After 9/11, the rules on how the government can spy on its citizens changed.
The U.S. Attorney General Guidelines that kept domestic surveillance in check were revised to explicitly state that FBI agents were not prohibited from going to mosques to conduct investigations. By 2008, U.S. Attorney General Michael Mukasey’s guidelines stated that the FBI’s “central mission” was to prevent domestic terrorist acts. Therefore, agents no longer needed “any particular factual predication” to spy on Americans.
As Sofer, the federal prosecutor in Wolfe’s case, explains, “Prosecuting a completed terrorist attack is...in some senses…a loss for the government. Our goal is to prevent, not pick up the pieces after someone has successfully harmed American citizens.”

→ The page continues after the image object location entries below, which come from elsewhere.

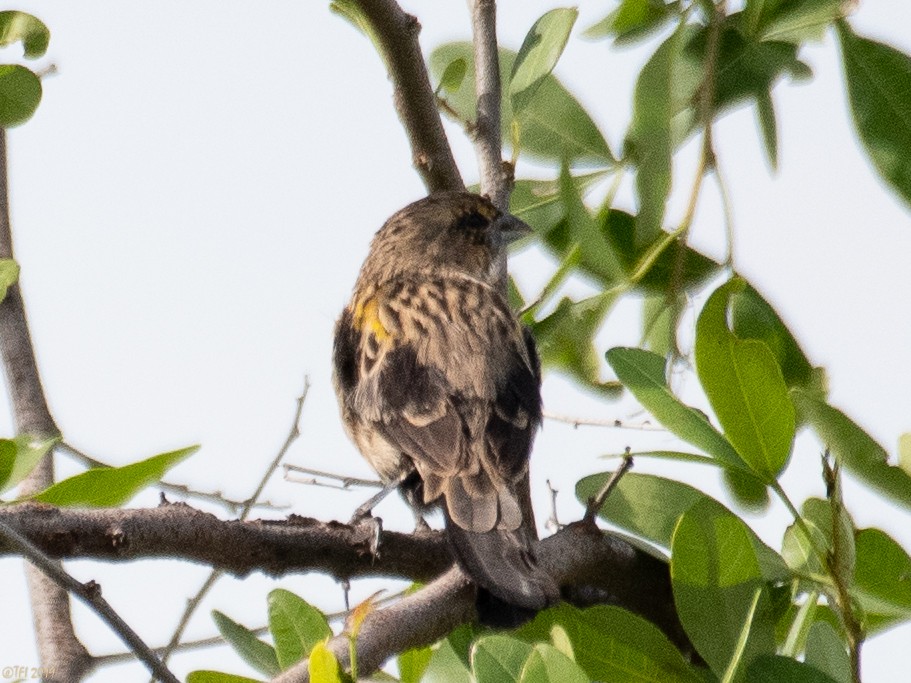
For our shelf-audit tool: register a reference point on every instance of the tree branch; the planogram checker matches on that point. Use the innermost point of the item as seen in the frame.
(297, 544)
(593, 567)
(61, 653)
(608, 570)
(496, 183)
(395, 34)
(90, 594)
(215, 575)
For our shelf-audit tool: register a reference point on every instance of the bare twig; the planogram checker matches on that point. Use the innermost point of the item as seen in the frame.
(644, 426)
(553, 522)
(232, 506)
(346, 481)
(597, 502)
(61, 653)
(396, 35)
(194, 602)
(488, 145)
(90, 594)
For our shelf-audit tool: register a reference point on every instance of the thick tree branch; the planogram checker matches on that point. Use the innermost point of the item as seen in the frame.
(395, 34)
(62, 655)
(606, 570)
(600, 567)
(90, 594)
(194, 602)
(592, 567)
(273, 547)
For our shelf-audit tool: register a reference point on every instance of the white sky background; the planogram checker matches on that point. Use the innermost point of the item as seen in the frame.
(194, 197)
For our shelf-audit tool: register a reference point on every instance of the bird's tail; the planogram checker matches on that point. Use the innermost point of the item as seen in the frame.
(512, 588)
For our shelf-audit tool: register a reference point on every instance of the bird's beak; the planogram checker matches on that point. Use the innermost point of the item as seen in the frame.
(512, 228)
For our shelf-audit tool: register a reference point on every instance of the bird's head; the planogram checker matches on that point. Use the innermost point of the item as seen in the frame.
(447, 231)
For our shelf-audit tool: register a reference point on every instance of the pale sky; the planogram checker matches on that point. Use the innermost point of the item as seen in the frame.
(197, 190)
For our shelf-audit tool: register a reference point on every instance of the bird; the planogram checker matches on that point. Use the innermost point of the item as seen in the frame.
(439, 389)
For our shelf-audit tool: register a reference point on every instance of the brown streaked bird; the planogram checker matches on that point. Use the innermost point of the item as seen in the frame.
(439, 388)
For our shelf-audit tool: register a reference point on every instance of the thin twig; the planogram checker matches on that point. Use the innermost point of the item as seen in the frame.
(232, 506)
(727, 209)
(553, 522)
(577, 422)
(90, 594)
(487, 142)
(194, 602)
(346, 481)
(597, 502)
(213, 641)
(705, 112)
(853, 628)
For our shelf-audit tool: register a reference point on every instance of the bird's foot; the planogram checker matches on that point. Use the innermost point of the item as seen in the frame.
(420, 524)
(369, 529)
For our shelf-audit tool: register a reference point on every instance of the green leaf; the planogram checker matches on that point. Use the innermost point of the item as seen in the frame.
(650, 507)
(647, 505)
(752, 317)
(322, 666)
(768, 125)
(454, 75)
(650, 136)
(498, 658)
(611, 644)
(778, 669)
(20, 94)
(19, 456)
(546, 663)
(675, 268)
(413, 663)
(539, 54)
(660, 319)
(553, 125)
(856, 450)
(9, 275)
(879, 89)
(256, 653)
(904, 452)
(799, 550)
(296, 626)
(793, 21)
(566, 339)
(579, 227)
(716, 574)
(217, 677)
(16, 26)
(819, 512)
(745, 387)
(826, 651)
(538, 202)
(111, 486)
(644, 374)
(748, 491)
(882, 580)
(450, 659)
(632, 20)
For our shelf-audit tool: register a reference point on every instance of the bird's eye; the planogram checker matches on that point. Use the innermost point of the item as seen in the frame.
(472, 220)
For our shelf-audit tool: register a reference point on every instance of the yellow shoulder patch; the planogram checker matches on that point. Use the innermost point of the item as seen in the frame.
(366, 317)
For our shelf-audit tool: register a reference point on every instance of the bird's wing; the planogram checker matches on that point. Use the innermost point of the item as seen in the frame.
(447, 376)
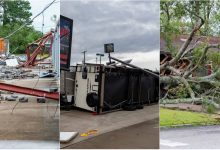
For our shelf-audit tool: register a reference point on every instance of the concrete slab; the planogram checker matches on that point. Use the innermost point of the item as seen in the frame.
(81, 121)
(28, 144)
(29, 121)
(144, 135)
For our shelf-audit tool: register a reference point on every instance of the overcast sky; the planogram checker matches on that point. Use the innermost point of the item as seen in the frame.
(37, 6)
(133, 27)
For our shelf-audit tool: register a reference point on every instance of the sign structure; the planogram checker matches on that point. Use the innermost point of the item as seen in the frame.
(66, 25)
(109, 48)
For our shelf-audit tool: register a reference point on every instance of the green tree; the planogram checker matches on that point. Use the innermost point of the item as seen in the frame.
(16, 13)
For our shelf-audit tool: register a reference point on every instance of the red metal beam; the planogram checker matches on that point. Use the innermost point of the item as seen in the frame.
(32, 57)
(29, 91)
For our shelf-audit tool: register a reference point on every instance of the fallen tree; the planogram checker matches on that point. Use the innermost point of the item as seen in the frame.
(197, 88)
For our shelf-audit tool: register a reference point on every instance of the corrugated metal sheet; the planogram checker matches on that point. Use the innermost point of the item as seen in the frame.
(56, 50)
(4, 46)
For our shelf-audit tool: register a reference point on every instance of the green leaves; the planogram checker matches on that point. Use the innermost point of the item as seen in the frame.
(17, 13)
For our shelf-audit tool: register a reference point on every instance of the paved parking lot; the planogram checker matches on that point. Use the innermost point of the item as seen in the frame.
(82, 121)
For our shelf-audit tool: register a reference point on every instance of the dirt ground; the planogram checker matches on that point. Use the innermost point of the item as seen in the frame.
(29, 121)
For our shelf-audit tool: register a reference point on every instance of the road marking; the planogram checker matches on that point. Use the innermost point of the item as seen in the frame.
(172, 143)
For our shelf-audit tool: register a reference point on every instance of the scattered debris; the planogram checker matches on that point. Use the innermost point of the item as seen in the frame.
(67, 136)
(12, 62)
(41, 100)
(23, 99)
(90, 132)
(10, 98)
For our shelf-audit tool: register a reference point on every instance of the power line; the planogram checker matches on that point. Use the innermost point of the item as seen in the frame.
(30, 20)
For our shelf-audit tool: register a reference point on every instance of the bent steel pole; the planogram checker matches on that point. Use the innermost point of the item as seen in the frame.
(133, 66)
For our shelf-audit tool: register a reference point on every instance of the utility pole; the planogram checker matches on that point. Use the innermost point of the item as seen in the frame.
(100, 57)
(1, 14)
(84, 57)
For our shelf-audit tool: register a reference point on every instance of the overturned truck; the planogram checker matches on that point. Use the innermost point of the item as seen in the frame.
(102, 88)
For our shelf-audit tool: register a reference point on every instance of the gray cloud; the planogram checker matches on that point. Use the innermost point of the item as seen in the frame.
(133, 26)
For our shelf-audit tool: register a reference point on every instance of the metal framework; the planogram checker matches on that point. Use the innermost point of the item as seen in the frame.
(31, 58)
(29, 91)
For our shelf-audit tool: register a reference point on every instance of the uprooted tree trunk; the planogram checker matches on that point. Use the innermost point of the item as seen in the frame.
(184, 76)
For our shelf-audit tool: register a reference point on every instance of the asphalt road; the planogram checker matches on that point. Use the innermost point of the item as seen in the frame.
(205, 137)
(143, 135)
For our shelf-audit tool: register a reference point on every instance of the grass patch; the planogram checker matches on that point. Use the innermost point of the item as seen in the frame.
(170, 118)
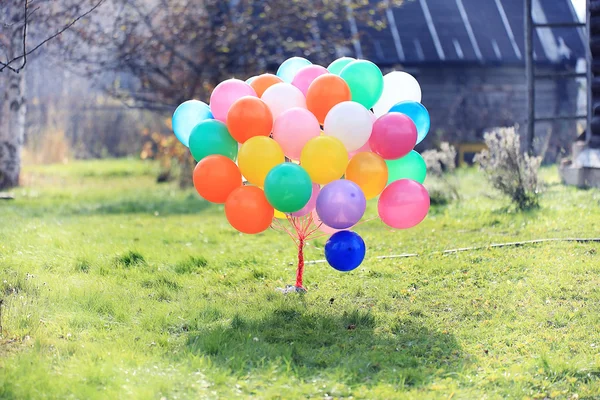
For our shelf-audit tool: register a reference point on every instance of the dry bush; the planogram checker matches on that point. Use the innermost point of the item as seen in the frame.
(509, 169)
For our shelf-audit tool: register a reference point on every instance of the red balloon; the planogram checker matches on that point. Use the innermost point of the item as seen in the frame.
(394, 135)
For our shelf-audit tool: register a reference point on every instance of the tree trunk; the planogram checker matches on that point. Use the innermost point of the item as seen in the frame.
(12, 132)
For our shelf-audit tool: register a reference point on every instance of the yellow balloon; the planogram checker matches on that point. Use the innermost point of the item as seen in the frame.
(257, 156)
(324, 158)
(369, 172)
(280, 215)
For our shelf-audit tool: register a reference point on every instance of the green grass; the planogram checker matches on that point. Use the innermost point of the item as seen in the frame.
(116, 287)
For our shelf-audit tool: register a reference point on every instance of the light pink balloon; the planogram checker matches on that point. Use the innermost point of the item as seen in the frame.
(323, 228)
(394, 136)
(225, 94)
(312, 203)
(403, 204)
(293, 128)
(281, 97)
(307, 75)
(365, 148)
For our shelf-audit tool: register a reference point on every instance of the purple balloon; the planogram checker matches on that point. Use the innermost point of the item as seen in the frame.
(341, 204)
(312, 203)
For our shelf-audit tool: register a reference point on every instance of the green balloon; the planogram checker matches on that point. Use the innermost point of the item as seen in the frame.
(288, 187)
(365, 81)
(212, 137)
(411, 166)
(338, 65)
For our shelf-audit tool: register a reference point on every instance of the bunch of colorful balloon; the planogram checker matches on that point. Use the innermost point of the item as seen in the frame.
(313, 144)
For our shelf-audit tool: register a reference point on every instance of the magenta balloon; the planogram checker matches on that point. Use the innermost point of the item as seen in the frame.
(341, 204)
(403, 204)
(225, 94)
(293, 128)
(322, 227)
(307, 75)
(312, 203)
(394, 136)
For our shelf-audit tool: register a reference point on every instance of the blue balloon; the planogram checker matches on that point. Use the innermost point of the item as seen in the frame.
(290, 67)
(418, 113)
(189, 114)
(345, 250)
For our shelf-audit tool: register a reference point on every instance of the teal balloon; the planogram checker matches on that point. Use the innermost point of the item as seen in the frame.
(411, 166)
(290, 67)
(365, 81)
(288, 187)
(212, 137)
(419, 115)
(338, 65)
(189, 114)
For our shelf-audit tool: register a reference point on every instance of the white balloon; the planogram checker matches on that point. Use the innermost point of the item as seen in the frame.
(350, 122)
(281, 97)
(397, 86)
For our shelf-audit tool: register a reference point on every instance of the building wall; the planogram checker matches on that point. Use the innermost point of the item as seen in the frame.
(464, 102)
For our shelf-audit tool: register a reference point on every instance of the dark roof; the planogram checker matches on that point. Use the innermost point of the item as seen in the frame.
(472, 31)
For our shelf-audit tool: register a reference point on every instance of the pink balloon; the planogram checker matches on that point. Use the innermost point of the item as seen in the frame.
(323, 228)
(403, 204)
(365, 148)
(225, 94)
(312, 203)
(293, 128)
(307, 75)
(394, 136)
(281, 97)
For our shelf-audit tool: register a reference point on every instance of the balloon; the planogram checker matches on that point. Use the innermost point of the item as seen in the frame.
(248, 117)
(338, 65)
(283, 96)
(290, 67)
(403, 204)
(365, 148)
(257, 157)
(325, 159)
(279, 215)
(312, 203)
(325, 92)
(341, 204)
(225, 94)
(307, 75)
(394, 136)
(369, 172)
(288, 187)
(322, 227)
(397, 86)
(411, 166)
(215, 177)
(189, 114)
(365, 81)
(351, 123)
(419, 115)
(212, 137)
(263, 82)
(345, 250)
(248, 210)
(293, 129)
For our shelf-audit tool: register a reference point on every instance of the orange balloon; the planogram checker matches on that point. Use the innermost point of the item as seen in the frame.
(215, 177)
(325, 92)
(248, 210)
(369, 172)
(248, 117)
(263, 82)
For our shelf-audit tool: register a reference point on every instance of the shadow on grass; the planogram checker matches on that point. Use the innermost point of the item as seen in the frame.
(351, 347)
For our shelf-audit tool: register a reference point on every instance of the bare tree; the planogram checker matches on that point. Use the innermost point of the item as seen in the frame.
(19, 23)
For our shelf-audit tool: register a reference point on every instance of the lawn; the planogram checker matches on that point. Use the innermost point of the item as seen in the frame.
(114, 286)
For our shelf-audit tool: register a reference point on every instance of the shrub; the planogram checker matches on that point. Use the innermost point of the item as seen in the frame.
(508, 169)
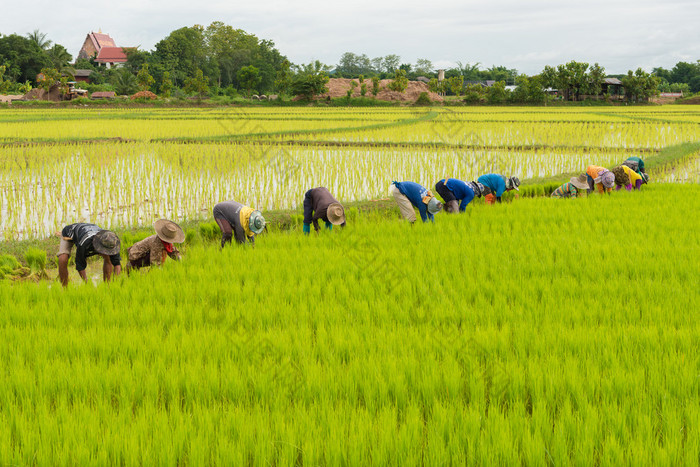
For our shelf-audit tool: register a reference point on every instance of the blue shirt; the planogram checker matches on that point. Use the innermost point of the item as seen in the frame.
(497, 183)
(415, 194)
(461, 190)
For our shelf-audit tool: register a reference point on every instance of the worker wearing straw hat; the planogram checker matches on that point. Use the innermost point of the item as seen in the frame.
(496, 185)
(599, 178)
(637, 179)
(89, 240)
(319, 204)
(411, 194)
(573, 188)
(155, 249)
(239, 221)
(635, 163)
(457, 194)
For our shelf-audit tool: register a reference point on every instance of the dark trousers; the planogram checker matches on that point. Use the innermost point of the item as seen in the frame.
(443, 191)
(226, 231)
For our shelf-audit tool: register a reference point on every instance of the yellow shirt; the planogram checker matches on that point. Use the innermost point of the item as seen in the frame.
(634, 176)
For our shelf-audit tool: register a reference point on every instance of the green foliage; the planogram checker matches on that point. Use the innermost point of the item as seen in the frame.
(640, 85)
(310, 80)
(166, 85)
(475, 94)
(197, 84)
(375, 85)
(229, 347)
(497, 94)
(125, 83)
(209, 231)
(249, 77)
(400, 81)
(144, 78)
(423, 99)
(36, 259)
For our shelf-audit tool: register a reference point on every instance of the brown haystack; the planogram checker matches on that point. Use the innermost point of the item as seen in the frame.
(144, 95)
(338, 87)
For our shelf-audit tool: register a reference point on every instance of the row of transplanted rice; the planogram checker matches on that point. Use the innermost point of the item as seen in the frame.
(537, 332)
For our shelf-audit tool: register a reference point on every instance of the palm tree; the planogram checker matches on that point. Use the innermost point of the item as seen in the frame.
(60, 59)
(39, 38)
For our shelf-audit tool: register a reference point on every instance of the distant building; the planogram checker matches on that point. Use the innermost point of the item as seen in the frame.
(82, 76)
(104, 49)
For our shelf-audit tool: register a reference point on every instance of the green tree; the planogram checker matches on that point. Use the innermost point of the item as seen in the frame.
(144, 78)
(434, 85)
(40, 39)
(456, 83)
(596, 78)
(375, 85)
(423, 67)
(166, 85)
(197, 84)
(310, 80)
(249, 77)
(400, 82)
(474, 94)
(24, 58)
(124, 82)
(497, 94)
(50, 77)
(640, 85)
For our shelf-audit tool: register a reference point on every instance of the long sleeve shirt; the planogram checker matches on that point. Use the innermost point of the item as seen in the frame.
(634, 176)
(415, 194)
(230, 211)
(462, 192)
(154, 248)
(594, 171)
(316, 202)
(567, 190)
(82, 235)
(495, 182)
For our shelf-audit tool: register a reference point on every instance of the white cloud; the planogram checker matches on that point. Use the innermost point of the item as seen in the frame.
(618, 34)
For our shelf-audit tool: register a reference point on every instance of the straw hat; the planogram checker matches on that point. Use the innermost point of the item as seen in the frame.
(256, 222)
(106, 242)
(513, 183)
(169, 231)
(608, 179)
(434, 206)
(580, 182)
(336, 214)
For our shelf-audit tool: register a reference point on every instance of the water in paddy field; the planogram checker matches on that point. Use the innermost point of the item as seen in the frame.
(136, 189)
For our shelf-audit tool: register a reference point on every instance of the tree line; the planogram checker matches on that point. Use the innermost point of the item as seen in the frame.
(221, 60)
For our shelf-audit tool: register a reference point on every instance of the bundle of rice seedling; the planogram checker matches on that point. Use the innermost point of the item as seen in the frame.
(621, 178)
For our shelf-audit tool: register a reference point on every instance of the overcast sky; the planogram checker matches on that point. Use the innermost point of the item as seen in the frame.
(618, 34)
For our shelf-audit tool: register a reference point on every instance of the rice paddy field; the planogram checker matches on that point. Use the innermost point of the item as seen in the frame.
(535, 332)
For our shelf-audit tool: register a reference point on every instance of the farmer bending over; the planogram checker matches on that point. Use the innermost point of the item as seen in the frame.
(572, 189)
(458, 194)
(235, 219)
(89, 240)
(496, 185)
(155, 249)
(319, 203)
(636, 179)
(599, 178)
(410, 194)
(635, 163)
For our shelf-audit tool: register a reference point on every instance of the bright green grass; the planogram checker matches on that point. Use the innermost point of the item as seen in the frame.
(538, 332)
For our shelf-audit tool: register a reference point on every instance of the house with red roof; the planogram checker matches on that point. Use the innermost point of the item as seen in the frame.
(103, 48)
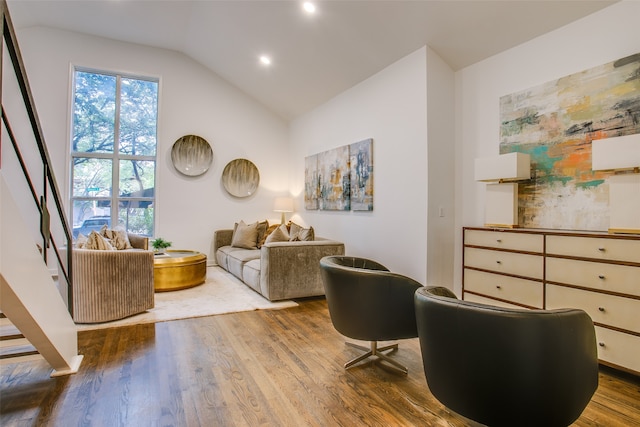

He adds, “To the notion that we don’t know what these people would do…How many San Bernardinos do we need to see to determine what they’re willing to do? That’s a case in which clearly people will say that [the] government didn’t do enough.”
The FBI’s newfound focus on counterterrorism was brought to the forefront in large part by a 2011 Mother Jones story describing how “federal law went from a focus on fighting crime to preventing crime.” As reporter Trevor Aaronson put it, “Instead of accountants and lawyers cracking crime syndicates, the bureau would focus on Jack Bauer-style operators disrupting terror groups.”
Around the same time, a reporter for Wired got a hold of embarrassing FBI documents that seemed to describe an inherent terroristic bent to Islam as a whole.
Reporter Spencer Ackerman turned up training manuals that excerpted the most militant verses of the Koran, identifying them as key “drivers” of the Islamic faith, and buttressed these with truly weird graphs and charts showing how Islam was operating in a sort of primordial, violent stage that Judaism and Christianity had long surpassed. As one graph illustrates, fundamental followers of the Torah and the New Testament started mellowing out by the year 610, while, for believers in the Koran, “this moderating process has not happened.”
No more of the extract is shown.